Amos Oz y yo estamos viendo mi blog en este banco del parque de San Francisco, en Oviedo, al acabar la ceremonia de la entrega de los premios Príncipe de Asturias en el Teatro Campoamor.

-Empezar es difícil- me dice Oz asomándose a lo que estoy escribiendo en mi portátil -. Hay escritores que nunca empiezan por el principio mismo, sino por un par de escenas fáciles de la parte central del relato, sólo para entrar en calor. ¿Usted cómo lo hace?

Le digo que me ha servido mucho su libro de ensayos La historia comienza (Siruela) que ha publicado este año.

-Al menos- le digo-, me ha servido como reflexión.

– Como usted sabe – me comenta Oz-, todo principio de relato es siempre una especie de contrato entre escritor y lector. A veces, incluso, el párrafo o capítulo inicial actúa a la manera de un pacto secreto entre escritor y lector, a espaldas del protagonista. Hay comienzos que funcionan como una trampa de miel: en un primer momento se nos seduce con un sabroso cotilleo, con una reveladora confesión o con una aventura espeluznante, pero al final averiguamos que lo que estamos atrapando no es un pez vivo, sino un pez disecado. ¿ No estará usted haciendo eso conmigo, verdad?- me dice Oz sonriendo.

-¿Por qué lo dice? ¿Por que cree usted que esto no es Oviedo, que no estamos en el parque de San Francisco, que usted y yo no estamos ahora juntos?

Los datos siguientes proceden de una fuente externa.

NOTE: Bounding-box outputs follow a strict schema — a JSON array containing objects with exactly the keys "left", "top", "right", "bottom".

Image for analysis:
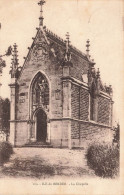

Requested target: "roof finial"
[
  {"left": 66, "top": 32, "right": 70, "bottom": 52},
  {"left": 10, "top": 43, "right": 19, "bottom": 78},
  {"left": 86, "top": 39, "right": 90, "bottom": 57},
  {"left": 65, "top": 32, "right": 71, "bottom": 62},
  {"left": 38, "top": 0, "right": 45, "bottom": 26},
  {"left": 97, "top": 68, "right": 100, "bottom": 78}
]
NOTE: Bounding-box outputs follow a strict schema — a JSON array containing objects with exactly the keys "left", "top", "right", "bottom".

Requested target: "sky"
[{"left": 0, "top": 0, "right": 124, "bottom": 124}]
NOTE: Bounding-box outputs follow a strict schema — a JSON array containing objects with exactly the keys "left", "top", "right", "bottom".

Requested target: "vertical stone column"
[
  {"left": 93, "top": 96, "right": 98, "bottom": 122},
  {"left": 9, "top": 78, "right": 17, "bottom": 146},
  {"left": 63, "top": 80, "right": 72, "bottom": 149}
]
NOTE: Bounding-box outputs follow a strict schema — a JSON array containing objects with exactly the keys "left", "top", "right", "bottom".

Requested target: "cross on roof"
[{"left": 38, "top": 0, "right": 45, "bottom": 26}]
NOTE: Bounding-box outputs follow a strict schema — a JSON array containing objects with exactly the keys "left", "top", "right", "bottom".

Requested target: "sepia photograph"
[{"left": 0, "top": 0, "right": 124, "bottom": 195}]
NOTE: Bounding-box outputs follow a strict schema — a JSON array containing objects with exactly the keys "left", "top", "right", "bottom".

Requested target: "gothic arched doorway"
[{"left": 36, "top": 109, "right": 47, "bottom": 142}]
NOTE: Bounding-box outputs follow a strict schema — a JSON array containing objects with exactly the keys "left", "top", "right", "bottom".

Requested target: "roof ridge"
[{"left": 44, "top": 27, "right": 86, "bottom": 56}]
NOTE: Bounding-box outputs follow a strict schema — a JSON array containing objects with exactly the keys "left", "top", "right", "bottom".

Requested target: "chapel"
[{"left": 9, "top": 0, "right": 113, "bottom": 149}]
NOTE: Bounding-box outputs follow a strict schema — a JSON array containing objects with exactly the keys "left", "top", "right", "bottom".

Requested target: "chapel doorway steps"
[{"left": 23, "top": 141, "right": 53, "bottom": 148}]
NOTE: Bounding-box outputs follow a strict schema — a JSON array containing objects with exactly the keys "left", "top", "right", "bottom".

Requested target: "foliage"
[
  {"left": 86, "top": 144, "right": 119, "bottom": 178},
  {"left": 113, "top": 124, "right": 120, "bottom": 147},
  {"left": 0, "top": 142, "right": 13, "bottom": 164},
  {"left": 0, "top": 98, "right": 10, "bottom": 133}
]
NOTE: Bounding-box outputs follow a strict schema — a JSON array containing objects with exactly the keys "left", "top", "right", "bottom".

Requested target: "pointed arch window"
[
  {"left": 32, "top": 73, "right": 49, "bottom": 106},
  {"left": 90, "top": 82, "right": 98, "bottom": 121}
]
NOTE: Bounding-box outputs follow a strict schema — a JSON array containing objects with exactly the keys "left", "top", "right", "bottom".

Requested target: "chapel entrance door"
[{"left": 37, "top": 109, "right": 47, "bottom": 142}]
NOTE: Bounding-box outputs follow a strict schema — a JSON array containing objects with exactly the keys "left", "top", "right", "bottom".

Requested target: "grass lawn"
[{"left": 0, "top": 148, "right": 95, "bottom": 179}]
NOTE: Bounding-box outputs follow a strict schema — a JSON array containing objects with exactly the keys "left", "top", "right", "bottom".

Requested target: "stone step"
[{"left": 23, "top": 142, "right": 53, "bottom": 148}]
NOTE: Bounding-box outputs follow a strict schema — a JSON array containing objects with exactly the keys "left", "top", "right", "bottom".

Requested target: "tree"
[{"left": 0, "top": 98, "right": 10, "bottom": 133}]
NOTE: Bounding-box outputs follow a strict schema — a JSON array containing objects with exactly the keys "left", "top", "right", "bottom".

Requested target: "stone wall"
[
  {"left": 97, "top": 96, "right": 111, "bottom": 125},
  {"left": 71, "top": 121, "right": 113, "bottom": 148}
]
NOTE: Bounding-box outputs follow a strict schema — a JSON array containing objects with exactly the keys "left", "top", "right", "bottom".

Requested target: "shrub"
[
  {"left": 86, "top": 145, "right": 119, "bottom": 178},
  {"left": 0, "top": 142, "right": 13, "bottom": 164}
]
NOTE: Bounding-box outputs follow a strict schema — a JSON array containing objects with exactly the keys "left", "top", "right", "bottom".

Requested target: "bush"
[
  {"left": 0, "top": 142, "right": 13, "bottom": 164},
  {"left": 86, "top": 145, "right": 119, "bottom": 178}
]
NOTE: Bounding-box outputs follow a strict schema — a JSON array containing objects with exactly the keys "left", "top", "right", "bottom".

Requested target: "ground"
[{"left": 0, "top": 148, "right": 96, "bottom": 179}]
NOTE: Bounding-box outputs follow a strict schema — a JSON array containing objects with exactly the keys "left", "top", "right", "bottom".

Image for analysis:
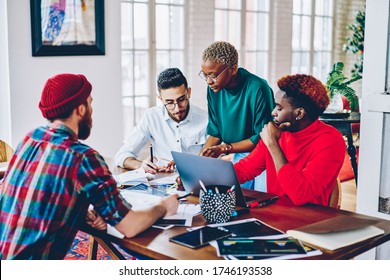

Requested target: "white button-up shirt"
[{"left": 115, "top": 104, "right": 208, "bottom": 167}]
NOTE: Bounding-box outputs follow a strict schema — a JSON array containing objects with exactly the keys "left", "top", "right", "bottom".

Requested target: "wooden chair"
[
  {"left": 0, "top": 140, "right": 14, "bottom": 162},
  {"left": 328, "top": 177, "right": 341, "bottom": 209}
]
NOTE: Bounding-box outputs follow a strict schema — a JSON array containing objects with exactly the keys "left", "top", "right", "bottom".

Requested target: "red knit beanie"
[{"left": 39, "top": 74, "right": 92, "bottom": 119}]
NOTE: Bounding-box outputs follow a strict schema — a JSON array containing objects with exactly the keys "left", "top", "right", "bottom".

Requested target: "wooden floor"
[{"left": 341, "top": 179, "right": 356, "bottom": 212}]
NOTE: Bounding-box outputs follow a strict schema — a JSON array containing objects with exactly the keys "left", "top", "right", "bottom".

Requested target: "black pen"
[
  {"left": 249, "top": 196, "right": 279, "bottom": 208},
  {"left": 177, "top": 192, "right": 194, "bottom": 200},
  {"left": 150, "top": 144, "right": 153, "bottom": 163}
]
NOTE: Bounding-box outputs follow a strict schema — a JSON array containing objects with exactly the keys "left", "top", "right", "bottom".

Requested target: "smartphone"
[{"left": 169, "top": 226, "right": 231, "bottom": 249}]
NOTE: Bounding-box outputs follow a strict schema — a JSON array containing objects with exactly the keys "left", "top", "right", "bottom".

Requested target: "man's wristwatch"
[{"left": 225, "top": 143, "right": 233, "bottom": 155}]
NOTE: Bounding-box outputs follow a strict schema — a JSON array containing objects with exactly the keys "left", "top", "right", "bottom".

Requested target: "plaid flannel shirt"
[{"left": 0, "top": 125, "right": 131, "bottom": 259}]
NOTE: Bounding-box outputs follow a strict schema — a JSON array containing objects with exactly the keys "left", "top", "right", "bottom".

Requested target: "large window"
[
  {"left": 214, "top": 0, "right": 270, "bottom": 79},
  {"left": 291, "top": 0, "right": 333, "bottom": 82},
  {"left": 121, "top": 0, "right": 184, "bottom": 137}
]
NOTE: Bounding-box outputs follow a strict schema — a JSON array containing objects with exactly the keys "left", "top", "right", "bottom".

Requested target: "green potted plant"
[{"left": 326, "top": 62, "right": 361, "bottom": 111}]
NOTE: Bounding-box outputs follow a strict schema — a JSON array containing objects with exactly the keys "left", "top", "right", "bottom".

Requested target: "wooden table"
[
  {"left": 81, "top": 190, "right": 390, "bottom": 260},
  {"left": 320, "top": 112, "right": 360, "bottom": 186}
]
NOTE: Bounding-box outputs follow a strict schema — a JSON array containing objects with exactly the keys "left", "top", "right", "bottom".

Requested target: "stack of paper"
[
  {"left": 113, "top": 167, "right": 148, "bottom": 185},
  {"left": 287, "top": 216, "right": 384, "bottom": 250}
]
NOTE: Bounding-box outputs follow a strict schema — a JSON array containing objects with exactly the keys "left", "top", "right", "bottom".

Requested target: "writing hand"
[
  {"left": 141, "top": 158, "right": 159, "bottom": 174},
  {"left": 85, "top": 210, "right": 107, "bottom": 230},
  {"left": 158, "top": 160, "right": 176, "bottom": 172}
]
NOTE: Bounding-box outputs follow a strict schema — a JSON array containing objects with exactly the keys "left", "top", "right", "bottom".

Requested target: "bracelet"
[{"left": 225, "top": 143, "right": 233, "bottom": 155}]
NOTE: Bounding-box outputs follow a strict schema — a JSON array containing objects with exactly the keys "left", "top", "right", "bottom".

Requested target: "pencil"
[
  {"left": 150, "top": 144, "right": 153, "bottom": 162},
  {"left": 177, "top": 192, "right": 194, "bottom": 200}
]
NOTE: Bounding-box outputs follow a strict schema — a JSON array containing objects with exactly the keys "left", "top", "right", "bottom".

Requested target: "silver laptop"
[{"left": 171, "top": 151, "right": 275, "bottom": 207}]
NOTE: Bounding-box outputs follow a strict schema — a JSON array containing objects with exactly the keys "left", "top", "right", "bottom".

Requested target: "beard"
[{"left": 77, "top": 107, "right": 92, "bottom": 140}]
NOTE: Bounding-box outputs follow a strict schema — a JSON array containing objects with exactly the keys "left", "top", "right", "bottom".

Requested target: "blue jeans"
[{"left": 232, "top": 153, "right": 267, "bottom": 192}]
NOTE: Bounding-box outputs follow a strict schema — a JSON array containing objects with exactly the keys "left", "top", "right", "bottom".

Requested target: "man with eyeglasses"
[
  {"left": 115, "top": 68, "right": 207, "bottom": 174},
  {"left": 198, "top": 41, "right": 275, "bottom": 190}
]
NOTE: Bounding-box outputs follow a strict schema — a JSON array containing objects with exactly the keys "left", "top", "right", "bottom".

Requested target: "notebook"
[
  {"left": 287, "top": 216, "right": 384, "bottom": 251},
  {"left": 171, "top": 151, "right": 277, "bottom": 207}
]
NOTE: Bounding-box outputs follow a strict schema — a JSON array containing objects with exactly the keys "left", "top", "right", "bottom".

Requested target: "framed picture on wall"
[{"left": 30, "top": 0, "right": 105, "bottom": 56}]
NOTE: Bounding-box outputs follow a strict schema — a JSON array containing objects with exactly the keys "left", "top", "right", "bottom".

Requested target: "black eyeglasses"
[
  {"left": 198, "top": 66, "right": 229, "bottom": 83},
  {"left": 163, "top": 92, "right": 189, "bottom": 111}
]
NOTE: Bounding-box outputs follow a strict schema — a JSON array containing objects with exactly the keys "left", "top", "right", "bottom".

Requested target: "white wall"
[
  {"left": 0, "top": 0, "right": 11, "bottom": 143},
  {"left": 0, "top": 0, "right": 123, "bottom": 157},
  {"left": 356, "top": 0, "right": 390, "bottom": 259}
]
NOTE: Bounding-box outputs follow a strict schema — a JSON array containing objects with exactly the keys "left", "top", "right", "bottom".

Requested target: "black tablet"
[{"left": 169, "top": 227, "right": 231, "bottom": 249}]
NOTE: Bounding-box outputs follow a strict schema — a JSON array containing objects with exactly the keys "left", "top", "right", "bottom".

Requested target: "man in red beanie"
[{"left": 0, "top": 74, "right": 178, "bottom": 259}]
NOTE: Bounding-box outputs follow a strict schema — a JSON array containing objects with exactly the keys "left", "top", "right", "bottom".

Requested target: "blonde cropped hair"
[{"left": 202, "top": 41, "right": 238, "bottom": 67}]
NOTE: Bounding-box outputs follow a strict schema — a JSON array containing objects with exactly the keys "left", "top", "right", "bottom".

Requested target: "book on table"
[{"left": 286, "top": 216, "right": 384, "bottom": 251}]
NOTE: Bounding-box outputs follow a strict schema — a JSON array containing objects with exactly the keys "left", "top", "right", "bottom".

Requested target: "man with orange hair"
[{"left": 234, "top": 74, "right": 345, "bottom": 205}]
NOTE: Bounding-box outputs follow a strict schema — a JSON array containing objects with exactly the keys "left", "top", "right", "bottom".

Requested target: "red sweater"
[{"left": 234, "top": 120, "right": 345, "bottom": 205}]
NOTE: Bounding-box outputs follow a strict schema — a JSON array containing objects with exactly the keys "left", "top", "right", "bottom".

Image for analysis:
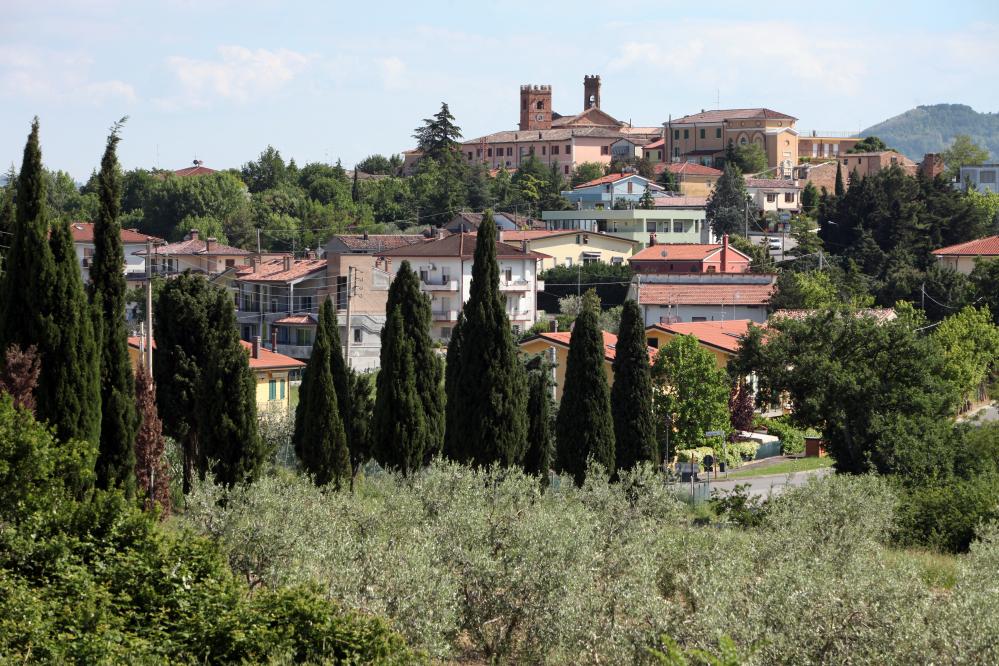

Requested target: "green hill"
[{"left": 861, "top": 104, "right": 999, "bottom": 161}]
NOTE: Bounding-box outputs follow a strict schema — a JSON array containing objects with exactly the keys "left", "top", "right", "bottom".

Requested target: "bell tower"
[
  {"left": 583, "top": 75, "right": 600, "bottom": 111},
  {"left": 520, "top": 86, "right": 552, "bottom": 131}
]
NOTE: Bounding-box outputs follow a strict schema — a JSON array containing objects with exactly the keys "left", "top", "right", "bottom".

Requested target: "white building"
[{"left": 379, "top": 231, "right": 551, "bottom": 339}]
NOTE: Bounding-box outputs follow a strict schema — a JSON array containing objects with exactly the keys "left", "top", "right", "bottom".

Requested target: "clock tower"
[{"left": 520, "top": 86, "right": 552, "bottom": 131}]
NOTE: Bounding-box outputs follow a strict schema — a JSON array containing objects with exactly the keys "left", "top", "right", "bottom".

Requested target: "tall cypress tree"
[
  {"left": 195, "top": 288, "right": 270, "bottom": 486},
  {"left": 372, "top": 305, "right": 427, "bottom": 476},
  {"left": 555, "top": 310, "right": 614, "bottom": 486},
  {"left": 90, "top": 118, "right": 139, "bottom": 497},
  {"left": 378, "top": 261, "right": 445, "bottom": 460},
  {"left": 295, "top": 298, "right": 350, "bottom": 488},
  {"left": 610, "top": 298, "right": 656, "bottom": 471},
  {"left": 452, "top": 211, "right": 527, "bottom": 466}
]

-Ustedes, los escritores – se ríe francamente – inventan principios para atraer. Se lo digo yo porque también suelo hacerlo.

– Pero es cierto que estamos en Oviedo- le confirmo-, mire usted esos grandes árboles, mire a las gentes sentadas en los bancos, mire a esos niños. ¿Cree que esto no es real?

– Ya sabe usted – me comenta Amos Oz dubitativo -, que Edward Said afirma que un comienzo, es, en lo esencial, un acto de retorno, un volver atrás, y no sólo un punto de partida para un avance lineal. Empezar y volver a empezar- dice magistralmente Said – son asuntos históricos, mientras que el «origen» es divino. En todos y cada uno de los comienzos hay intención y actitud. Cada comienzo crea algo único pero también teje lo existente, lo conocido, para constituir la herencia de la creación del lenguaje por la humanidad junto con su propia y fructífera eliminación. Cada comienzo es en realidad una interrelación entre lo conocido y lo nuevo.

Como siempre, Oz me convence.

Pasa un pájaro real que picotea el comienzo de la historia que estoy escribiendo, la muerde, la toma con el pico y, fulgurante, levanta el vuelo hacia un irreal Oviedo.